British Library warnt vor digitalem Gedächtnisschwund
Die Chefin der British Library, Lynne Brindley, fordert größere Anstrengungen zur Archivierung digitaler Dokumente zur Zeitgeschichte. Andernfalls droht in absehbarer Zukunft ein digitaler Gedächtnisschwund von tragischem Ausmaß.
George W. Bush ist spurlos verschwunden. Das gilt jedenfalls für die Website des Weißen Hauses. Mit der Amtsübernahme von Barack Obama hätten sich alle Spuren seines Vorgängers auf der Website des US-Präsidenten “in Luft aufgelöst”, beklagt Lynne Brindley in einem Beitrag für den britischen Guardian.
Brindley, Chefin der British Library in London, verweist am Beispiel des Weißen Hauses auf die Flüchtigkeit des kulturellen Gedächtnisses im Digitalzeitalter:
“Auf der Website gab es eine Broschüre mit dem Titel ‘100 Informationen über die Bush-Regierung, die Amerikaner nicht kennen’ – und nun womöglich auch nie erfahren werden. Mit dem Wechsel der Website verwaiste der Link und die Broschüre wurde unerreichbar.”
Wenn sich dieser Trend ausbreitet, wird sich das digitale Wissen des 21. Jahrhundert den Historikern der Zukunft als schwarzes Loch präsentieren, warnt Brindley.

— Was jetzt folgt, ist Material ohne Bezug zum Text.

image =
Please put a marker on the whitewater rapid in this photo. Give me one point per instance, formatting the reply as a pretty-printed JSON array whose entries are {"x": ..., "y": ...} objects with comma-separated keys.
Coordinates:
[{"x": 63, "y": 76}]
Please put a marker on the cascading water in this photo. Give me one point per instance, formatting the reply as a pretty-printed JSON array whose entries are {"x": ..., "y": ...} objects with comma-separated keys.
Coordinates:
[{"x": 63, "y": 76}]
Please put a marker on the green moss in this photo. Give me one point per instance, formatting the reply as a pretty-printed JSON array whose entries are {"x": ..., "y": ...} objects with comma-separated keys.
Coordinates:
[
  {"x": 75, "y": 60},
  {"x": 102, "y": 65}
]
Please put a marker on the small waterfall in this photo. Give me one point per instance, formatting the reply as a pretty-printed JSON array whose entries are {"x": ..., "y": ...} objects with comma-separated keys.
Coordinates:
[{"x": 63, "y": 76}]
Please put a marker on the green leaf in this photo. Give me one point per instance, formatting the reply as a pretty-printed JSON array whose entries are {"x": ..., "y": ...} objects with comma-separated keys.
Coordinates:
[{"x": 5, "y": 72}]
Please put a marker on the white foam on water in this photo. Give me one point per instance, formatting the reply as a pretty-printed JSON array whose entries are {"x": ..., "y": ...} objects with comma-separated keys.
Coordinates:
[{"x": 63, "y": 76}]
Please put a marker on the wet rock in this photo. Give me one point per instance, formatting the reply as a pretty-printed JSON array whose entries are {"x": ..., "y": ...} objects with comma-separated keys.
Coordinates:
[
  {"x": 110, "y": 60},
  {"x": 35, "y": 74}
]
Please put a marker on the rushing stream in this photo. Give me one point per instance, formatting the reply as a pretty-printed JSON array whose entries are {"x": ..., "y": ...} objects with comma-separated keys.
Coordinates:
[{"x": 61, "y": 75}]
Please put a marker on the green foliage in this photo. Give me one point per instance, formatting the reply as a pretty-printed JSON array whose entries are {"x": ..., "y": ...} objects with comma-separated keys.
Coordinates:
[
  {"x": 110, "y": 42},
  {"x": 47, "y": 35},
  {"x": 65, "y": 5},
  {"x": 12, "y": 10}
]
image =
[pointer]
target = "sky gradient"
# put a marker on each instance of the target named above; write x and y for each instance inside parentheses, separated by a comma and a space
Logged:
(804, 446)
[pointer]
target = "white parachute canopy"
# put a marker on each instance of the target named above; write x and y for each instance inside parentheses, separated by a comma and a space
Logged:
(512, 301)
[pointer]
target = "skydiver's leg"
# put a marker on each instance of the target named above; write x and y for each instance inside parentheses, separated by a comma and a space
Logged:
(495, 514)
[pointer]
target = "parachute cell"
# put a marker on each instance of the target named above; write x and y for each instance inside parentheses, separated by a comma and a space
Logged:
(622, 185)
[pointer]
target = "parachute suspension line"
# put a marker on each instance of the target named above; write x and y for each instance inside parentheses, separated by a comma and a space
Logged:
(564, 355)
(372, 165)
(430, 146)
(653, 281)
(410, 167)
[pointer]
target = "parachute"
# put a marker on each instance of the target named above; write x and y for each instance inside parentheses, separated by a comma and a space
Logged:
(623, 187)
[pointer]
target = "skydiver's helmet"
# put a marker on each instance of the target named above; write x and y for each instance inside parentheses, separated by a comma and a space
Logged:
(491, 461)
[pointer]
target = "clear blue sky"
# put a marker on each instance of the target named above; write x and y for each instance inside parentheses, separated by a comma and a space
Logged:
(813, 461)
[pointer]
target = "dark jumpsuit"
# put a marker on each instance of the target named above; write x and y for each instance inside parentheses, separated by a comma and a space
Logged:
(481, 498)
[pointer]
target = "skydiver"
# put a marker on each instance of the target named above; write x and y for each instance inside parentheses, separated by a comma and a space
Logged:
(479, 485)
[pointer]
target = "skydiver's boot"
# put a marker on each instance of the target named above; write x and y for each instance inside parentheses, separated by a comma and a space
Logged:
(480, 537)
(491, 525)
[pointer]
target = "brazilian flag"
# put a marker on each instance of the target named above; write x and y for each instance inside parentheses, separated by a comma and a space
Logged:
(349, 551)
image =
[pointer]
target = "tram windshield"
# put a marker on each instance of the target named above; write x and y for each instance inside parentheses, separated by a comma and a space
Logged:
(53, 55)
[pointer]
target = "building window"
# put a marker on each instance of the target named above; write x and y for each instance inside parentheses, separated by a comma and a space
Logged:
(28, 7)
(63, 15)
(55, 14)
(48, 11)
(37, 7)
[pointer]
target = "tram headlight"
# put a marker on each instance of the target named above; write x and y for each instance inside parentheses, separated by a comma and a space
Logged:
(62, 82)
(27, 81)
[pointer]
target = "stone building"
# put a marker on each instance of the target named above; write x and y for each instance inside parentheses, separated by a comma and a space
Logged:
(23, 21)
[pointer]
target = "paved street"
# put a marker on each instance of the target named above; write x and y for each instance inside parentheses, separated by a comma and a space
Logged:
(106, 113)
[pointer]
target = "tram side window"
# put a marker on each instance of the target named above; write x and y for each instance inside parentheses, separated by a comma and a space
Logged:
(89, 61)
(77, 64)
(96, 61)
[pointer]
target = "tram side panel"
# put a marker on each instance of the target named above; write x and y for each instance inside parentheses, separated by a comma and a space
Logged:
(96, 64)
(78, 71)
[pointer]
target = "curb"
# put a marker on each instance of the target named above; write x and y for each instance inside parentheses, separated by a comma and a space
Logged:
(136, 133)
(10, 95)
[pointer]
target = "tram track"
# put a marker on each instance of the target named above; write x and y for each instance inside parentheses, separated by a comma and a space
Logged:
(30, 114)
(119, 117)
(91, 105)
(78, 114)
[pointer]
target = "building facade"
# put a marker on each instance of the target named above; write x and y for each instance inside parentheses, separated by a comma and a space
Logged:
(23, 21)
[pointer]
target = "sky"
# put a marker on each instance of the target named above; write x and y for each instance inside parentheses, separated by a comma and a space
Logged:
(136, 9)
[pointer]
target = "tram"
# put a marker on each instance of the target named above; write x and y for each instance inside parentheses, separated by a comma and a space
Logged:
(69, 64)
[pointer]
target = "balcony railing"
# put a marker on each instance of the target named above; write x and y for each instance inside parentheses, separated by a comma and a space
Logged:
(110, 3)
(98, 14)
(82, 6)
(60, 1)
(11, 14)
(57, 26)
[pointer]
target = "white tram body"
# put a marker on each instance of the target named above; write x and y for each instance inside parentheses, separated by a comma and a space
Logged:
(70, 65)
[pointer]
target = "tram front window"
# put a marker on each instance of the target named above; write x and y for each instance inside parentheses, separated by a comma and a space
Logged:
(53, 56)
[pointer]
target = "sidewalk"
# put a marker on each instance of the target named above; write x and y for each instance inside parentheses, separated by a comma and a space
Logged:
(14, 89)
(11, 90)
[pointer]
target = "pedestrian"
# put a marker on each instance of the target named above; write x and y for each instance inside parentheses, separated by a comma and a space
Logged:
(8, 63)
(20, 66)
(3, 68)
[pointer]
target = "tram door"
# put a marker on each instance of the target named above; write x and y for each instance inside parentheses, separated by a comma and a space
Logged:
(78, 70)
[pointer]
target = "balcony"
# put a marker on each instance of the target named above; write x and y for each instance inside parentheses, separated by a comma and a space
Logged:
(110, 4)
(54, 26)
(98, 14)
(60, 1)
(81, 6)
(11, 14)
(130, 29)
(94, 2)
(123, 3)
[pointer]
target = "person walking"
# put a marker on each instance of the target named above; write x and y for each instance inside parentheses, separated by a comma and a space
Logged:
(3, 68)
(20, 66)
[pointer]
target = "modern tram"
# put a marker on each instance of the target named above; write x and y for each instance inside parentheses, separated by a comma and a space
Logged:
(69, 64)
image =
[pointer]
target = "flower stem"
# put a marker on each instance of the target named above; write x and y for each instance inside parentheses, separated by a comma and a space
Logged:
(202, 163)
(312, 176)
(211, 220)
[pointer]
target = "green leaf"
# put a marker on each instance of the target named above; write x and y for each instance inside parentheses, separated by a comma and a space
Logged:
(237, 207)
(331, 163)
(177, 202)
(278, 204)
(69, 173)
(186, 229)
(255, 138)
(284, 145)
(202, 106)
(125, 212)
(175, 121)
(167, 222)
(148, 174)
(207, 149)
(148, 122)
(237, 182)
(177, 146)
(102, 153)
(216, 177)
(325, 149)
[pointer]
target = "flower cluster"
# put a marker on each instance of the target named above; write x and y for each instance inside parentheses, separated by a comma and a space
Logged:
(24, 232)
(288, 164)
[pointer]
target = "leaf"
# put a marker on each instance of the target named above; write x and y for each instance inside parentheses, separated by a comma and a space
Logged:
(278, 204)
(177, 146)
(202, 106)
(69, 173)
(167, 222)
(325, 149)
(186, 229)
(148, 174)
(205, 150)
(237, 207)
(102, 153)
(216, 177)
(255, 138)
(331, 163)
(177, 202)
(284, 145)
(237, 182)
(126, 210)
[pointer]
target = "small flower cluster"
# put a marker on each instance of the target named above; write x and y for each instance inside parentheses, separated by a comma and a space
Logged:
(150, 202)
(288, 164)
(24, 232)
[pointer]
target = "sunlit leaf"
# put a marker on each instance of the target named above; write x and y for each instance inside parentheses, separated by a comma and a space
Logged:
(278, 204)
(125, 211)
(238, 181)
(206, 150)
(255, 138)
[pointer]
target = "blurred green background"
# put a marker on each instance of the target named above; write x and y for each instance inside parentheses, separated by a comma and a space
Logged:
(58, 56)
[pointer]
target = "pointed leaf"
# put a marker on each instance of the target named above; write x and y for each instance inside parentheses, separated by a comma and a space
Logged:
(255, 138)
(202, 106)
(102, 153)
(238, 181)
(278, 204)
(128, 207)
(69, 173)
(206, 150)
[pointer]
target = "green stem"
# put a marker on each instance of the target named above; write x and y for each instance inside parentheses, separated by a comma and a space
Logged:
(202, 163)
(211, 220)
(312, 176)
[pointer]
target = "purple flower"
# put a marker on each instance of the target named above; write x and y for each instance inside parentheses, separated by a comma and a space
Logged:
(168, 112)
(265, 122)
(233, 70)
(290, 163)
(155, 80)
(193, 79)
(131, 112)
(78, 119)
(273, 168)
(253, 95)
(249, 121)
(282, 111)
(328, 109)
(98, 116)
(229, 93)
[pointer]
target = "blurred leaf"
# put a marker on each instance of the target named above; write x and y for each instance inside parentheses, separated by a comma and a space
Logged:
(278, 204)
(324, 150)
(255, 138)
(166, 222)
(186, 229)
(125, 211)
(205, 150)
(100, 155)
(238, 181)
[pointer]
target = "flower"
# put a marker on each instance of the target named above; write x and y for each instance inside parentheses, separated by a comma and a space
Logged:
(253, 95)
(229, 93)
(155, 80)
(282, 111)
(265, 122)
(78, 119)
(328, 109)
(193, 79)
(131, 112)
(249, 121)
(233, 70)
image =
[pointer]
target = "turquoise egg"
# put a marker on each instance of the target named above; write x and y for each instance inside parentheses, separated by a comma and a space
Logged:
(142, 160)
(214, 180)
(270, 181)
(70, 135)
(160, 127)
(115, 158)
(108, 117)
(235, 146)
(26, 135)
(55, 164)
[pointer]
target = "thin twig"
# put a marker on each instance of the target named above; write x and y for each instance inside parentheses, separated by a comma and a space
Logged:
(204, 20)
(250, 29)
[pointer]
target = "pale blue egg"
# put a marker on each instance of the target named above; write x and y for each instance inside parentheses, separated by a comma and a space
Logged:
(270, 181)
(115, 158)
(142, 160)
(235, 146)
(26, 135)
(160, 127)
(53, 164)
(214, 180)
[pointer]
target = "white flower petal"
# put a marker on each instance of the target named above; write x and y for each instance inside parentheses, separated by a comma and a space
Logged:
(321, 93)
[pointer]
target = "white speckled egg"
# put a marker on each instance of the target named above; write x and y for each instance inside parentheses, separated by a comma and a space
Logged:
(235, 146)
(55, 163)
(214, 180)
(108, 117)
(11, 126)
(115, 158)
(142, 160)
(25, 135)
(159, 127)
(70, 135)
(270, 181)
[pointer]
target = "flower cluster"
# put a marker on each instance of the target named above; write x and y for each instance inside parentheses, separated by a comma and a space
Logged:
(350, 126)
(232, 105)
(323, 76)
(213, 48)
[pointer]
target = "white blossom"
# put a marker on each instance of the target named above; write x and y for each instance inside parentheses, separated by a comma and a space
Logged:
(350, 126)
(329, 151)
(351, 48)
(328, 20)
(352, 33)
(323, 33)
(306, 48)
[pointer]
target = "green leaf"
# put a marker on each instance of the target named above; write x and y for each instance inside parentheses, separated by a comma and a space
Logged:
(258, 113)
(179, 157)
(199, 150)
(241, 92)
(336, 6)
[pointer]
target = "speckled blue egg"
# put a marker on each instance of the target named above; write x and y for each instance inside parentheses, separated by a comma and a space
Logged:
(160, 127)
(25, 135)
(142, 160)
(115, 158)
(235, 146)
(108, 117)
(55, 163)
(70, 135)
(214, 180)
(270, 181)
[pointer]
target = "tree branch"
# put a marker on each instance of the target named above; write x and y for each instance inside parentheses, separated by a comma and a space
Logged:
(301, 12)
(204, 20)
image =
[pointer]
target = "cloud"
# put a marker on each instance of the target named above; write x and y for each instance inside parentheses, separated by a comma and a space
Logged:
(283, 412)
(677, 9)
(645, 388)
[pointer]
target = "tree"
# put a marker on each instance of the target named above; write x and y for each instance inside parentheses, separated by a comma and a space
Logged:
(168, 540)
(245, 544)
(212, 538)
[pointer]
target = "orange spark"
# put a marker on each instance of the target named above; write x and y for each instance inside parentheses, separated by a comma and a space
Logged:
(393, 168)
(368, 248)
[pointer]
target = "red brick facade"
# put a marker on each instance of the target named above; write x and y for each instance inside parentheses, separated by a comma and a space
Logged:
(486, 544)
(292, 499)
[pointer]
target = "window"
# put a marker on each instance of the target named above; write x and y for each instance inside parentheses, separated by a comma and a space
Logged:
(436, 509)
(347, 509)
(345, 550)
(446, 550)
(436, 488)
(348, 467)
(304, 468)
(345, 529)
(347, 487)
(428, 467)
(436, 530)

Als Leiterin einer der größten Bibliotheken der Welt sieht Brindley naturgemäß die Bibliotheken in der Pflicht. Bei der Archivierung der digitalen Gegenwart will die British Library dabei mit gutem Beispiel vorangehen. Aus Anlass der Olympischen Spiele 2012 in London wird die British Library eine umfangreiche Sammlung von Website-Inhalten zur Olympiade für die Nachwelt archivieren, kündigte Brindley an.
Doch Archivieren allein genügt nach Brindleys Aussage nicht. Die Archivbestände müssten auch zugänglich gemacht werden. Brindley verweist als Beispiel auf ein ambitioniertes Projekt zur Digitalisierung der eigenen Bibliotheksbestände: Seit Anfang des Monats sei der Gesamtbestand der British Library an Zeitungen aus dem 17. und 18. Jahrhundert in digitalisierter Form für Hochschulen und andere höhere Bildungseinrichtungen im Vereinigten Königreich online zugänglich.